Camaraderie and sense of united purpose kept people going even when corporate union-busting was at its most disheartening.
When the corporate carrots finally came, they were pretty juicy. A union demand for electronic tipping was instituted, and so were pay raises—except in union stores. This was illegal punishment for unionizing, as judges kept ruling, and probably slowed the campaign. Still, baristas kept calling the union.
SMALL SHOPS, HIGH CHURN
In many jobs, management tactics and automation have isolated workers, making it harder to develop bonds. That’s one upside to organizing in food service, where cooperation is part of the job. But there are downsides, too: workers can quickly cycle through jobs that are both easy to lose and, with unemployment low, easy to find.
Given the churn, the extended and byzantine NLRB election process is tricky to navigate. And that’s even when pro-union workers aren’t fired outright, as at least 200 have been in the course of the campaign.
The Starbucks firing spree started in February 2022 with seven workers in one store in Memphis, Tennessee. Brisack writes that when the Memphis 7 were fired, Workers United should have launched a nationwide boycott to get them rehired. Brisack and Bensinger even laid out detailed plans for a boycott. But union higher-ups opposed it, and worker-organizers debated the danger of turning off potential union members if the boycott significantly reduced traffic in their stores.
Seven months of court maneuvers later, the Memphis 7 did get their jobs back. In the meantime, the one remaining union supporter in the Memphis store organized their replacements and the store voted union. The book is full of astounding stories like this.
BOTTOM UP, TOP DOWN
In taking on big companies, union organizers face a painful dilemma. Brisack argues that it is when members have maximal say that shop floor power and the new organizing it inspires is strongest.

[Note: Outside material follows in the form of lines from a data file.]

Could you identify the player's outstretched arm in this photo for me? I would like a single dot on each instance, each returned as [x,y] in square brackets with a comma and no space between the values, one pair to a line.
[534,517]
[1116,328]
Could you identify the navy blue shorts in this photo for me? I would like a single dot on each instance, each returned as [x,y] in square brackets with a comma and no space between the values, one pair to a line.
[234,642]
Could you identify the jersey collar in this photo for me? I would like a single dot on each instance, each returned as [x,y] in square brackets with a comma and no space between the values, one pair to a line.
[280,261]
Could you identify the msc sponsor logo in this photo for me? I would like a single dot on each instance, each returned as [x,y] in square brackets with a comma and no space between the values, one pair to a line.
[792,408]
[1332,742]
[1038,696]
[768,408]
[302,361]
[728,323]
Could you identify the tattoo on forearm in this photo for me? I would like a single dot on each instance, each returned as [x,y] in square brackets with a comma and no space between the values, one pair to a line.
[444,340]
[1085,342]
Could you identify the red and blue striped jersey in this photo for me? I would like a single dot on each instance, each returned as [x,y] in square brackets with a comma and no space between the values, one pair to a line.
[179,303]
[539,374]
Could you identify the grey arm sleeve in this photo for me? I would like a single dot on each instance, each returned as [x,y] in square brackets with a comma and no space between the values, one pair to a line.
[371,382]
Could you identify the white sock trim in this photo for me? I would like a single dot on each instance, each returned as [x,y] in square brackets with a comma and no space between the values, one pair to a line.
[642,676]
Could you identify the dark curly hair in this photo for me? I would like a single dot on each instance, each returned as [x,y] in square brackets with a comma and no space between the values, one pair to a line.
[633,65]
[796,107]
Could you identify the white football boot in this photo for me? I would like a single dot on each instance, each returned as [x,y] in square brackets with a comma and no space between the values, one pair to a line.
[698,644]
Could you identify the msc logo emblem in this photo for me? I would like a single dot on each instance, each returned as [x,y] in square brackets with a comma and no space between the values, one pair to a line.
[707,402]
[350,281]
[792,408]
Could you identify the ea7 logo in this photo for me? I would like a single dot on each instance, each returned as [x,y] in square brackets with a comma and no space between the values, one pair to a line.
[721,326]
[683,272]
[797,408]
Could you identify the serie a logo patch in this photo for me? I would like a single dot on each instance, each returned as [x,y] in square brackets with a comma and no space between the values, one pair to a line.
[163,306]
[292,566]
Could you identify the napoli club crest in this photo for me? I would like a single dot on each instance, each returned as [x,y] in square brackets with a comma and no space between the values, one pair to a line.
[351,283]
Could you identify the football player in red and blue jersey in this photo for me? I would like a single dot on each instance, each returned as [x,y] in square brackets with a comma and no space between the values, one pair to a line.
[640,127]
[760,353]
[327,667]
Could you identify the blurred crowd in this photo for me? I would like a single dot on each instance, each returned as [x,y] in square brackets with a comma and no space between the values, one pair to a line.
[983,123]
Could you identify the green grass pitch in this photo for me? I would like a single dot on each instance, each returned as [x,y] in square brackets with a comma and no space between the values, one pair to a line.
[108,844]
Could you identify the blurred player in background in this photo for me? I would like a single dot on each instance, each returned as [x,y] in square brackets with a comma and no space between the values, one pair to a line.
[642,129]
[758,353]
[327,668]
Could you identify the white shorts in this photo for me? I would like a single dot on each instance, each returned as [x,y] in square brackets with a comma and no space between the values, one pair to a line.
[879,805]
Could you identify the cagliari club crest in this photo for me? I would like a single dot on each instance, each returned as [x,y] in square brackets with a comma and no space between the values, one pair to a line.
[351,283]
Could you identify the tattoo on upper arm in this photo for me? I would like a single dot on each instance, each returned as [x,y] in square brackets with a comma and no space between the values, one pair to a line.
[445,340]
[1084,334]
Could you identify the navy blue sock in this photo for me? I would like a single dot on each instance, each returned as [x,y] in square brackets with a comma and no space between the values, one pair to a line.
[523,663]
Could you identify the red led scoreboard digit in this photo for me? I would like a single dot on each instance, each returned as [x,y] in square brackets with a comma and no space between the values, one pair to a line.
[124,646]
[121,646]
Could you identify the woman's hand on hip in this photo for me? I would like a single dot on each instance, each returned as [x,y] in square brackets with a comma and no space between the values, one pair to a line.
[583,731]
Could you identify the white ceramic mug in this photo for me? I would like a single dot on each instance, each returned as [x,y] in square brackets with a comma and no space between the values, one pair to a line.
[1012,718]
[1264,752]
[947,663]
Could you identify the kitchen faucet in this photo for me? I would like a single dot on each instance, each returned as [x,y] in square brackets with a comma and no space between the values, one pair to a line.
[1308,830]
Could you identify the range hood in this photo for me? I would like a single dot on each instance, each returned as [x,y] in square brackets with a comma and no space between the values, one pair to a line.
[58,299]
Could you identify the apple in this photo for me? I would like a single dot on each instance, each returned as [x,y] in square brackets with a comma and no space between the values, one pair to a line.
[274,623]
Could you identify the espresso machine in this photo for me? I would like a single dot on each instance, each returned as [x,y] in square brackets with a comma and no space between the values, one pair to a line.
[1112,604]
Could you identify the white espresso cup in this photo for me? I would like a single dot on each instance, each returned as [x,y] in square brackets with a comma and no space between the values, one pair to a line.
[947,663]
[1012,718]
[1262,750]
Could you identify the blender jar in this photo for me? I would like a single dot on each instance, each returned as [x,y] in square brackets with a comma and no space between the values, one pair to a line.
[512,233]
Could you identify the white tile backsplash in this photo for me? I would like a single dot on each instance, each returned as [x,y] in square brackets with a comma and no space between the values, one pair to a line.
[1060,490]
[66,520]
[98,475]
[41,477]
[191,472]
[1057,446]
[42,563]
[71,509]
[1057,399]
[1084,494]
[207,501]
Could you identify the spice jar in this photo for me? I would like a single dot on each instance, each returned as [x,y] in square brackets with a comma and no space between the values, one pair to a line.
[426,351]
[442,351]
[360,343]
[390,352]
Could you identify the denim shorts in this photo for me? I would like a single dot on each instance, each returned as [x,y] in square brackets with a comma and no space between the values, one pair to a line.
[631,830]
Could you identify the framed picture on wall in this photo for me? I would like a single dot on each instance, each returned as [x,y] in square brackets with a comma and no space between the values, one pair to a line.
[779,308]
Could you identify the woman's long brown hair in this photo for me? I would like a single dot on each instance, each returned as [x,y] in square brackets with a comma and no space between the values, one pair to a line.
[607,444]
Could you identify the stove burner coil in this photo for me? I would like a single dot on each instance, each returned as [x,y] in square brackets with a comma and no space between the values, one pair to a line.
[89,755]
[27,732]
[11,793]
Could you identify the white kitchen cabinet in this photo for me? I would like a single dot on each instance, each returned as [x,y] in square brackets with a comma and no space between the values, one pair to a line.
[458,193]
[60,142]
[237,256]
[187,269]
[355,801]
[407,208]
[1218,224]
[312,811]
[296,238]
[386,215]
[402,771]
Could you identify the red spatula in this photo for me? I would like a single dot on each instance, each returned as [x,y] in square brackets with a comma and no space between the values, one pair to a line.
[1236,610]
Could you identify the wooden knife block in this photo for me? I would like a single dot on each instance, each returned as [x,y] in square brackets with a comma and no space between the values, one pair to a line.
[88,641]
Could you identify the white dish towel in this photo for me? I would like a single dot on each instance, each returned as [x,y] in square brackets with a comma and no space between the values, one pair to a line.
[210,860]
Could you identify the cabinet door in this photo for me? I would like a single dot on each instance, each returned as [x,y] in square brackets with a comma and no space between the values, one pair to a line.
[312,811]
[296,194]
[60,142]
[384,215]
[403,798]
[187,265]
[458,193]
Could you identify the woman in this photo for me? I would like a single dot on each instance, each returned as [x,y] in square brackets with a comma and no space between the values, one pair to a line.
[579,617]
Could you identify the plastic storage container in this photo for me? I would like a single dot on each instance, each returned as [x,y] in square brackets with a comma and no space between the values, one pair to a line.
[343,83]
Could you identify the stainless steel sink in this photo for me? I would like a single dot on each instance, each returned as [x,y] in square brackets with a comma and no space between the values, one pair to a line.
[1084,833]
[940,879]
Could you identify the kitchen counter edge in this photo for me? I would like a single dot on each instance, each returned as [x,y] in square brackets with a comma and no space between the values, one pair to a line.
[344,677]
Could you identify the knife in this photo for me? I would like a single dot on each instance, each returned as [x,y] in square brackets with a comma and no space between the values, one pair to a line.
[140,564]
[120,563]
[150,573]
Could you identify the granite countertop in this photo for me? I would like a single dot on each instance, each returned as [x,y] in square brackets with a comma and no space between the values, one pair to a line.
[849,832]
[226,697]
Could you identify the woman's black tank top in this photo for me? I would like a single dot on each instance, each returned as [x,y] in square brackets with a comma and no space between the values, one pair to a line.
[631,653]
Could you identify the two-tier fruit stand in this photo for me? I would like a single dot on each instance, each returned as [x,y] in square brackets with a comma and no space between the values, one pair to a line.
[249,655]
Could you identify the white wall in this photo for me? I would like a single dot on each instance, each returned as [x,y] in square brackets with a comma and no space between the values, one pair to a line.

But big union resources and legal muscle may be needed to take on corporate leviathans, and the leaders of large unions often won’t cede decision-making power to members, instead favoring a staff-led strategy.
Brisack confronts this dilemma as the campaign is increasingly directed by the national leadership and staff of Workers United and its parent union, SEIU. Brisack, who writes that they were eventually ‘constructively fired’ from Workers United, harshly criticizes for SEIU for micro-managing things members had controlled, like the union’s social media, and what Brisack sees at a botching of a potential national boycott strategy.
STOP AND START
The union’s plan to muscle Starbucks into signing a contract has not yet been successful, but in February 2024 Starbucks agreed to negotiate with all its union stores, rather than pursue the store-by-store negotiations it had been dragging out for years. The “framework” agreement also contained a company promise to stop union-busting, and finally extended electronic tipping and raises to union stores.
Workers have been faithfully negotiating since (and 200 more stores have voted union), but the talks seem to be stalled on economics. In December 2024, the union revived the tactic of quick strikes to try to goose negotiations.
Brisack is skeptical of the short strike tactic, suggesting that with 13,000 corporate-owned Starbucks stores in the U.S., 600 don’t have enough leverage to move the company by striking. But while these and other tactical debates are live, the argument for salting has won, as other unions—I won’t name names—increasingly take up the tactic.
The book is an important contribution to the history of salting, and a valuable inside account of what is required to organize one of the nation’s top 20 largest private employers. It’s also a hymn of praise for Brisack’s café co-workers with all their creativity, courage, and dreams of a world with more heart.